The Copper Basin 300 sled dog race advertises itself as the toughest 300 miles in Alaska. That's quite an ambitious claim, and one that is open to question. However, the 2014 race committee has made a conscientious effort to bring the race back to its roots.
The Copper Basin was the brainchild of Ed and Shelly Peck from Lake Louise. The first race involved eight lodges situated along the trail. Over the years, several of the lodges either closed due to lack of business, or burned down.
Today, of the original checkpoints, only Tolsana Lake Resort remains Longtime owners Kurt and Julie Wilson still remain involved the race.
The race trail still runs through Tolsana. This year the lodge will be used twice in an effort to add mileage to the race. The original 300-mile distance had been reduced substantially as trail changes were made in response to the absent checkpoints.
Some parts of the Copper Basin 300 did not change. There is still the horrendous climb between Chistochina and Paxson. I have gone up that mountain behind big, confident dog teams barely having to kick. More often, I have climbed it gasping for breath, struggling to run behind a weaker team.
A new hill, shorter but just as steep, has been added near the Meiers Lake checkpoint. The open water crossing on the Gakona River is back for 2014. In the past, the 70-foot stretch of water was a gauge of a team's training progress.
In addition to open creeks, the Copper Basin 300 is known for overflow on the various lakes along the course. Deep snow and warm temperatures have made the possibility of major overflow a looming possibility this year. The trail crew has been out in force packing trail and detouring in an effort to avoid the worst of the situations.
Jamie Kemp heads the trail crew after doing the job for the first time last year. He's back with more recruits and has done a stellar job both in establishing a good trail base and encouraging volunteers to travel with him.
Volunteers have long been the foundation of the Copper Basin 300. Glennallen has always had ups and downs in enlisting help, but the number of helpers is again steadily climbing. The veterinary team, headed by Nina Hanson, is finally back at full strength and will stay busy with more than 40 teams competing.
It has never been a problem getting a full field for the race. Diverse trail conditions, unpredictable weather and ease of access to the race course make the Copper Basin 300 a favorite among mushers. Most teams use it to train for other, more important runs later in the season.

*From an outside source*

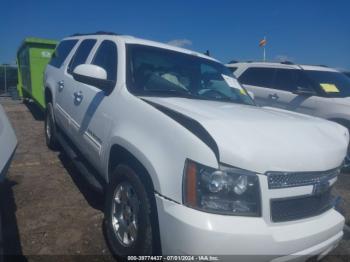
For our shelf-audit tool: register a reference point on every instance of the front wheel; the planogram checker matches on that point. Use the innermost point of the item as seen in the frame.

Many races have more substantial purses that pay farther down in the standings, making them attractive to the majority of dog yards. Glennallen's race has had difficulty raising funds for a purse over most of the race's history. Several years ago the purse climbed above $30,000, but recently it has been weak. Glennallen is a small community with a high cost of living and there is seldom much extra cash available. The residents do the best they can, and this season the purse has climbed to $15,000.
Whatever the purse, as long as the Copper Basin 300 continues to have a great core of volunteers, an excellent trail and the towns and villages extend their collective open arms to the mushing community, it will continue as one of Alaska's premier events.
Is the Copper Basin 300 the toughest trail in Alaska? Of course not. But to test your dogs and to have a thoroughly enjoyable weekend, there is no better race course available in the world.
John Schandelmeier is a lifelong Alaskan who lives with his family near Paxson.